Goniobranchus tinctorius

Scientific classification
- Kingdom: Animalia
- Phylum: Mollusca
- Class: Gastropoda
- Order: Nudibranchia
- Family: Chromodorididae
- Genus: Goniobranchus
- Species: G. tinctorius
- Binomial name: Goniobranchus tinctorius (Ruppell & Leuckart, 1828)
- Synonyms: Chromodoris tinctoria (Rüppell & Leuckart, 1828) ; Doris tinctoria Rüppell & Leuckart, 1828 (basionym) ;

= Goniobranchus tinctorius =

- Genus: Goniobranchus
- Species: tinctorius
- Authority: (Ruppell & Leuckart, 1828)

Species of gastropod

Goniobranchus tinctorius is a species of colorful sea slug, a dorid nudibranch, a marine gastropod mollusk in the family Chromodorididae.

==Distribution==
This species was described from the Red Sea. It also occurs in Oman. It has been reported widely in the tropical Indo-West Pacific but many of the records refer to Goniobranchus reticulatus, Goniobranchus alderi and similarly coloured, undescribed, species. Several of these have been shown to be distinct species by a DNA study.

==Description==
Goniobranchus tinctorius has a white mantle with an open reticulation of fine red lines.
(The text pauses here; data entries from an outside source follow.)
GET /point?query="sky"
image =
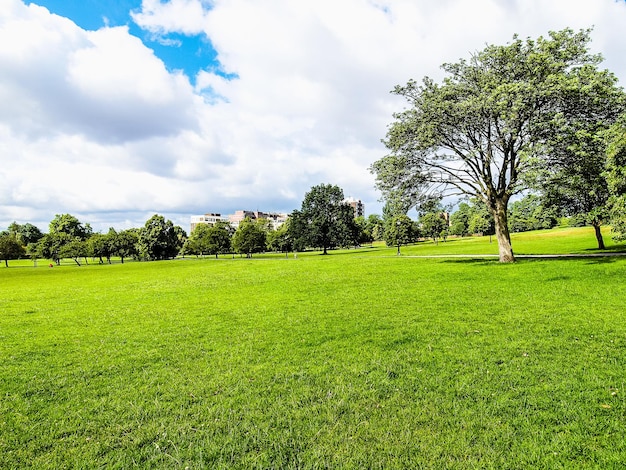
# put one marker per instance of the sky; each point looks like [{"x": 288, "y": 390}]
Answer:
[{"x": 113, "y": 111}]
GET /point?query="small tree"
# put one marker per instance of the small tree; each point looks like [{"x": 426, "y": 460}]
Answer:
[
  {"x": 615, "y": 175},
  {"x": 125, "y": 244},
  {"x": 399, "y": 231},
  {"x": 10, "y": 248},
  {"x": 159, "y": 239},
  {"x": 433, "y": 224},
  {"x": 324, "y": 220},
  {"x": 249, "y": 238},
  {"x": 280, "y": 239}
]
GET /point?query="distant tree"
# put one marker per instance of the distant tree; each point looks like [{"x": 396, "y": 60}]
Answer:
[
  {"x": 324, "y": 220},
  {"x": 280, "y": 239},
  {"x": 101, "y": 245},
  {"x": 26, "y": 233},
  {"x": 220, "y": 239},
  {"x": 10, "y": 248},
  {"x": 125, "y": 244},
  {"x": 572, "y": 178},
  {"x": 51, "y": 244},
  {"x": 74, "y": 249},
  {"x": 433, "y": 224},
  {"x": 364, "y": 230},
  {"x": 485, "y": 128},
  {"x": 616, "y": 177},
  {"x": 399, "y": 231},
  {"x": 459, "y": 220},
  {"x": 376, "y": 226},
  {"x": 197, "y": 243},
  {"x": 159, "y": 239},
  {"x": 67, "y": 223},
  {"x": 249, "y": 238},
  {"x": 529, "y": 213}
]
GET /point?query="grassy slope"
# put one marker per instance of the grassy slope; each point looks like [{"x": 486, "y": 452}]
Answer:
[{"x": 344, "y": 361}]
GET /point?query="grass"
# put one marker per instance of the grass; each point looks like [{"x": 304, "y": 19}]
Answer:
[{"x": 346, "y": 361}]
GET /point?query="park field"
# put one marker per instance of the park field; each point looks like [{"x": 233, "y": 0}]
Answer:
[{"x": 359, "y": 359}]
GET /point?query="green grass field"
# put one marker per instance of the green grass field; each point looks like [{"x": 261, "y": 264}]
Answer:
[{"x": 360, "y": 359}]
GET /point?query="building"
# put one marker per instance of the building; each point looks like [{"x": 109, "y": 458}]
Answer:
[
  {"x": 357, "y": 205},
  {"x": 275, "y": 218},
  {"x": 209, "y": 219}
]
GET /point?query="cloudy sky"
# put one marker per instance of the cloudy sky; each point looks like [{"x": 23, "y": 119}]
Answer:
[{"x": 115, "y": 110}]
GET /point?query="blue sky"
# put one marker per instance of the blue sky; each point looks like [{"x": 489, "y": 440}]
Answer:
[
  {"x": 190, "y": 53},
  {"x": 97, "y": 119}
]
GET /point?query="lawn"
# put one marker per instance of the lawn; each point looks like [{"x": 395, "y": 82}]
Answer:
[{"x": 352, "y": 360}]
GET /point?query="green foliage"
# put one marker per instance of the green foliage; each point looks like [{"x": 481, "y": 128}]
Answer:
[
  {"x": 125, "y": 243},
  {"x": 280, "y": 239},
  {"x": 26, "y": 233},
  {"x": 616, "y": 176},
  {"x": 70, "y": 225},
  {"x": 529, "y": 213},
  {"x": 324, "y": 220},
  {"x": 433, "y": 224},
  {"x": 159, "y": 239},
  {"x": 250, "y": 237},
  {"x": 483, "y": 130},
  {"x": 10, "y": 248},
  {"x": 400, "y": 230},
  {"x": 301, "y": 364}
]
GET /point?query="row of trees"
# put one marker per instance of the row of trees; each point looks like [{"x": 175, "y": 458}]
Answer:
[
  {"x": 534, "y": 115},
  {"x": 324, "y": 221}
]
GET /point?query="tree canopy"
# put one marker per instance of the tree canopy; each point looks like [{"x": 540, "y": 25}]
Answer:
[
  {"x": 484, "y": 131},
  {"x": 325, "y": 220}
]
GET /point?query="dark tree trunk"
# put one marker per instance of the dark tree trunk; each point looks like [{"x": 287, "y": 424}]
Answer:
[
  {"x": 599, "y": 238},
  {"x": 503, "y": 236}
]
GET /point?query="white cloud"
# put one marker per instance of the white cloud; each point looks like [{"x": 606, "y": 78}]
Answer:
[{"x": 94, "y": 123}]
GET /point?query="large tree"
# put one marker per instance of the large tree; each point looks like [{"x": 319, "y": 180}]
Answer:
[
  {"x": 159, "y": 239},
  {"x": 483, "y": 129},
  {"x": 67, "y": 223},
  {"x": 325, "y": 220},
  {"x": 250, "y": 237}
]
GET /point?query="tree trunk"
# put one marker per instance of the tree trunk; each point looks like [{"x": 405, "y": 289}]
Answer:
[
  {"x": 500, "y": 217},
  {"x": 601, "y": 246}
]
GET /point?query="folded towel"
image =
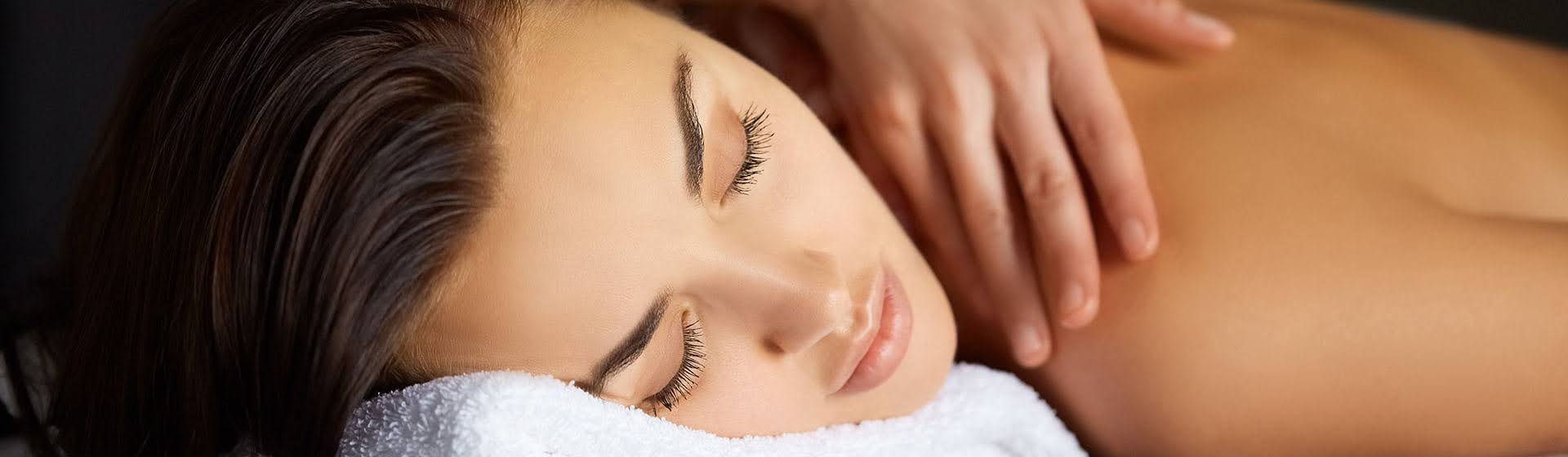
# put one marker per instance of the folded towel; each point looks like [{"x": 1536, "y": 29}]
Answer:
[{"x": 979, "y": 412}]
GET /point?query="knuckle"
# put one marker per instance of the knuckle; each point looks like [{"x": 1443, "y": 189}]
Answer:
[
  {"x": 894, "y": 109},
  {"x": 956, "y": 93},
  {"x": 988, "y": 220},
  {"x": 1092, "y": 133},
  {"x": 1049, "y": 189}
]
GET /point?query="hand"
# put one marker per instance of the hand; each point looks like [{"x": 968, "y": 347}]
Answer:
[{"x": 954, "y": 102}]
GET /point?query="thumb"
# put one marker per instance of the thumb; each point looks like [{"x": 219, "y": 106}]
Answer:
[{"x": 1160, "y": 25}]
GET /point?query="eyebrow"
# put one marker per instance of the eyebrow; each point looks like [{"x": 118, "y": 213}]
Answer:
[
  {"x": 629, "y": 349},
  {"x": 690, "y": 129}
]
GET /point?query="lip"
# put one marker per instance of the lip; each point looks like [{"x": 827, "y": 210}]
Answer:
[{"x": 879, "y": 353}]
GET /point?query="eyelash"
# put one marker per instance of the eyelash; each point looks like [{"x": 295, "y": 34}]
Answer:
[
  {"x": 755, "y": 122},
  {"x": 692, "y": 357}
]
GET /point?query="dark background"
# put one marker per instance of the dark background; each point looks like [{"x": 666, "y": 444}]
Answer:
[{"x": 63, "y": 58}]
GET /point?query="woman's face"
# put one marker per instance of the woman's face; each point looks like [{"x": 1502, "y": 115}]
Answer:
[{"x": 635, "y": 249}]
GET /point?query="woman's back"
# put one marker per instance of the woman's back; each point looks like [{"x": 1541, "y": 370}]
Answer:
[{"x": 1365, "y": 245}]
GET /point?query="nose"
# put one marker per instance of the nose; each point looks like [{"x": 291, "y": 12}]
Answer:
[
  {"x": 797, "y": 299},
  {"x": 819, "y": 304}
]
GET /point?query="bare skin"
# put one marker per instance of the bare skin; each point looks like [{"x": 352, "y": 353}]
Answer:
[{"x": 1365, "y": 249}]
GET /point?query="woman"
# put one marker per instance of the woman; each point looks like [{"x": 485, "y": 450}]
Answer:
[{"x": 606, "y": 196}]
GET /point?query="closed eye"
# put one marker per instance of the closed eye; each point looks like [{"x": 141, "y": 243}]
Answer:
[{"x": 760, "y": 136}]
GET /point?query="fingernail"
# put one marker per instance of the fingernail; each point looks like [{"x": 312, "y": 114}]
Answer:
[
  {"x": 1026, "y": 343},
  {"x": 1136, "y": 240},
  {"x": 1073, "y": 305},
  {"x": 1217, "y": 30}
]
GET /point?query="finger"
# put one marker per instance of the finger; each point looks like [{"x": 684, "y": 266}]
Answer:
[
  {"x": 1164, "y": 25},
  {"x": 1104, "y": 143},
  {"x": 961, "y": 122},
  {"x": 1063, "y": 238}
]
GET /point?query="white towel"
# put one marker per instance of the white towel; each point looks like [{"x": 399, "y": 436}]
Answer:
[{"x": 979, "y": 412}]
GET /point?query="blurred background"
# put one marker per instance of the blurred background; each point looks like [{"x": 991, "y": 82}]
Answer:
[{"x": 60, "y": 64}]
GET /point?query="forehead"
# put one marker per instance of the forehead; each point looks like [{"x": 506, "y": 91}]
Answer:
[{"x": 590, "y": 197}]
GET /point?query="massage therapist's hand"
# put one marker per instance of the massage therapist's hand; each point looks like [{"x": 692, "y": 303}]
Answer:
[{"x": 960, "y": 104}]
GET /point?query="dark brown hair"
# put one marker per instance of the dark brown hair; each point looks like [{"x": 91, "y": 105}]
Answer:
[{"x": 279, "y": 190}]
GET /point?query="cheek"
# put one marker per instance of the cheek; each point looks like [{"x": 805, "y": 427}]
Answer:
[{"x": 746, "y": 392}]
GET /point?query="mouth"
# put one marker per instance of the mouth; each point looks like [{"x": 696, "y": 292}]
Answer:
[{"x": 877, "y": 354}]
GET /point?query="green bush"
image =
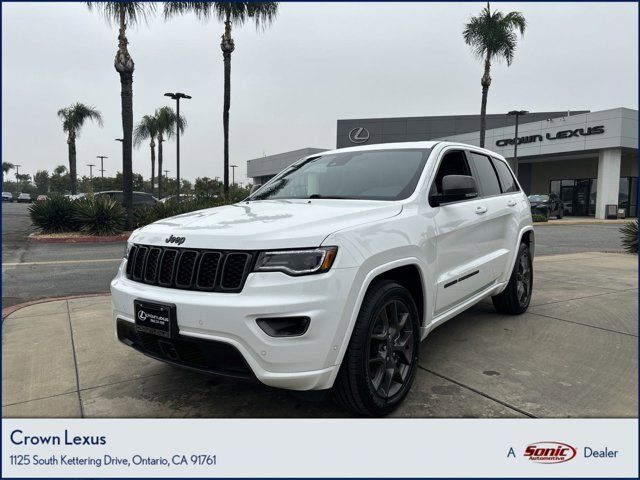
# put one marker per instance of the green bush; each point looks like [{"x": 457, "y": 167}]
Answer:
[
  {"x": 100, "y": 216},
  {"x": 630, "y": 236},
  {"x": 145, "y": 215},
  {"x": 54, "y": 215}
]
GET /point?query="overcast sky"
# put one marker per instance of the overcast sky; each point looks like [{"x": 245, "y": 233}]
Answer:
[{"x": 317, "y": 63}]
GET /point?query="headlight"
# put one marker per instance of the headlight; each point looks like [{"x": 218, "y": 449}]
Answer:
[{"x": 297, "y": 262}]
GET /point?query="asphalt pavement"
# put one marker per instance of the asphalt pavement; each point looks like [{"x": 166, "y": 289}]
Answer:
[{"x": 32, "y": 271}]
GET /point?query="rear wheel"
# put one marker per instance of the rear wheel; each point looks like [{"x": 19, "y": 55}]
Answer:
[
  {"x": 515, "y": 298},
  {"x": 380, "y": 363}
]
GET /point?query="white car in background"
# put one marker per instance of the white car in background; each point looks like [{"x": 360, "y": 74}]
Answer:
[{"x": 331, "y": 274}]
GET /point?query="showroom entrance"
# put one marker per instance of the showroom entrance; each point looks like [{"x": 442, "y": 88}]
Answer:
[{"x": 579, "y": 195}]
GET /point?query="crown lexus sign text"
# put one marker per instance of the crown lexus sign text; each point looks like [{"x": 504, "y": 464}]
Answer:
[{"x": 578, "y": 132}]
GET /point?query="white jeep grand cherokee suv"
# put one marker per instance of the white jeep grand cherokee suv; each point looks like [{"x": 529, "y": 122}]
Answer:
[{"x": 331, "y": 274}]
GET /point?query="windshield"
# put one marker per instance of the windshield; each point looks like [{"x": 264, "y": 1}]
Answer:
[
  {"x": 538, "y": 198},
  {"x": 364, "y": 175}
]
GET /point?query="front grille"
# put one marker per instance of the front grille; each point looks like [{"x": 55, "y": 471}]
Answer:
[{"x": 189, "y": 269}]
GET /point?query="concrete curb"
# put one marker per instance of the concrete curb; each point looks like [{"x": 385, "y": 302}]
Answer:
[
  {"x": 14, "y": 308},
  {"x": 79, "y": 239}
]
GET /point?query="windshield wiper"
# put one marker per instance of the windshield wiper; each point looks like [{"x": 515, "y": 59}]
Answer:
[{"x": 316, "y": 195}]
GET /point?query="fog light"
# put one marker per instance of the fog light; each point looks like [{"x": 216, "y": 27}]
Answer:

Towards the margin these lines coalesce into red spots and outside this region are isolated red spots and blotches. There is a broad white band followed by a narrow yellow band at the edge of the mantle. The gills are white with two red lines on the outer surface which converge at the tip. The rhinophores have white shafts and red clubs with white edges to the lamellae. The length of the body can vary between 15 mm and 95 mm.